Sementara itu, kini tinggalah Gavin tanpa sahabatnya. Dia penasaran dengan apa yang menjadi biang masalah. Dia mencari sesuatu didalam laci meja Saga. Terdapat amplop surat dan satu batang coklat. Amplop itu diberi pita pink dengan tulisan yang rapi.

Teruntuk pangeranku

Dia yang hadir dalam kehangatan memberikan arti cinta bagiku. Aku tahu dia tak melirikku sama sekali. Bahkan untuk melihatku dia enggan.

Aku menemukanmu, si mata teduh yang membuat jantungku berdetak dua kali lebih keras. Engkau adalah sosok yang hangat dan tenang. Gavin wardana, terimakasih telah mengukir bintang dihatiku. Walaupun rasa ini tak terbalas. Aku harap engkau akan bahagia walau bukan dengan ku.

Maafkan keberanianku yang hanya dengan selembar kertas. Aku bukanlah wanita yang bisa megutarakan di depanmu. Bagiku cinta untuk mu tidak harus dengan cara yang luar biasa. Ini adalah caraku mencintaimu.

Jika bisa kuminta permohonan biarkan aku mencintaimu tanpa kau harus memaksa ku berhenti.
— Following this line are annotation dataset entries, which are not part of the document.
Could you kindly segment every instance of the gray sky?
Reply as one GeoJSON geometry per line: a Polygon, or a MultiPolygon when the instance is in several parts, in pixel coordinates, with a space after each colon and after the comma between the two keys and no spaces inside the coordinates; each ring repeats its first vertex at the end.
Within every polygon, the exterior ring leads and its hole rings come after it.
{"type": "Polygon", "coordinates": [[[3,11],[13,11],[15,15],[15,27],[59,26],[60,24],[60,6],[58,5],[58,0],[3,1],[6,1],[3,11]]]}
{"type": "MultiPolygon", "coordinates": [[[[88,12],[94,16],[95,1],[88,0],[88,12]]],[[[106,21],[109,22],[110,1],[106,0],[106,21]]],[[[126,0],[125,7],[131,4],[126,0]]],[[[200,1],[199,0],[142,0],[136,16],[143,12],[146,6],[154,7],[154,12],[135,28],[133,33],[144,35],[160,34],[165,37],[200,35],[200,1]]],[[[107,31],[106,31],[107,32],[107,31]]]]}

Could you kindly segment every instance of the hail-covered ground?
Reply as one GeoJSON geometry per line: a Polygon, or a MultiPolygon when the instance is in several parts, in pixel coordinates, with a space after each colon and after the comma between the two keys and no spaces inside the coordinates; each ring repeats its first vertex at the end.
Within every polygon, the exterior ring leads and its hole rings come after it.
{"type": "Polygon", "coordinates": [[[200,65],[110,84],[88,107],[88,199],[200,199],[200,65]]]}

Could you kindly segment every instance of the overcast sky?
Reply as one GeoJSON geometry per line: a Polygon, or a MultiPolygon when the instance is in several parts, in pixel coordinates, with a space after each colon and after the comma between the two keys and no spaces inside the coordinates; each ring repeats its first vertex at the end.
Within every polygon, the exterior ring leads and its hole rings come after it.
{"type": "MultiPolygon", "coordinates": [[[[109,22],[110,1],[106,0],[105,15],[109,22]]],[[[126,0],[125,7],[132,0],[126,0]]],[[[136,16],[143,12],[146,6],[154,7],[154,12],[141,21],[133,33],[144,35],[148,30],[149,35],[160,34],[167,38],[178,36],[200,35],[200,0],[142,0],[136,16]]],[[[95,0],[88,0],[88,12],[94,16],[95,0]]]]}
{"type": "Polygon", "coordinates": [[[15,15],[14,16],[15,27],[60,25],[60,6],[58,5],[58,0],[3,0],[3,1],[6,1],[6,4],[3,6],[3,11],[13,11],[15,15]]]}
Janganlah membenciku cukup lihatlah perjuaganku untuk mu.

Dari Adelia Azzahrah untuk pangeranku Gavin Wardana.

Gavin butuh oksigen, apa yang barusan dia baca membuatnya sesak. Dirinya tidak tahu ternyata ada yang mencintainya diam-diam. Bagi Gavin dirinya bukanlah seseorang yang layak dicantai wanita setulus Dela. Dia tidak mempermasalahkan wanita itu harus cantik, pintar dan terkenal, intinya dia hanya butuh ketulusan dan kasih sayang.

"Lo kenapa broo," ucap Reno tmn satu kelasnya.

"Ngak apa-apa," ujar Gavin singkat..

Mata Reno menatap kedalam mata Gavin. Alisnya mengerinyit tajam dengan tatapan rasa ingin tahu.

"Lo ngak bisa bohong, mata lo uring-uringan dari tadi." Reno seakan tahu ap yang terjadi walau hanya dengan kontak mata.

"Karena surat ini." Reno menunjuk surat yang sedang dipegang Saga.

"Ngak."

"Yaudah deh. Kok gue ngak liat Saga sama Galen sih?"

"Udah pulang."

"KENAPA?"

"SAGA BERANTEM SAMA RYUGA. Jadi Galen anterin Saga pulang," jelas Gavin.

"Lo jangan tanya guru soal ini bilang aja. Saga sakit dan dianterin Galen."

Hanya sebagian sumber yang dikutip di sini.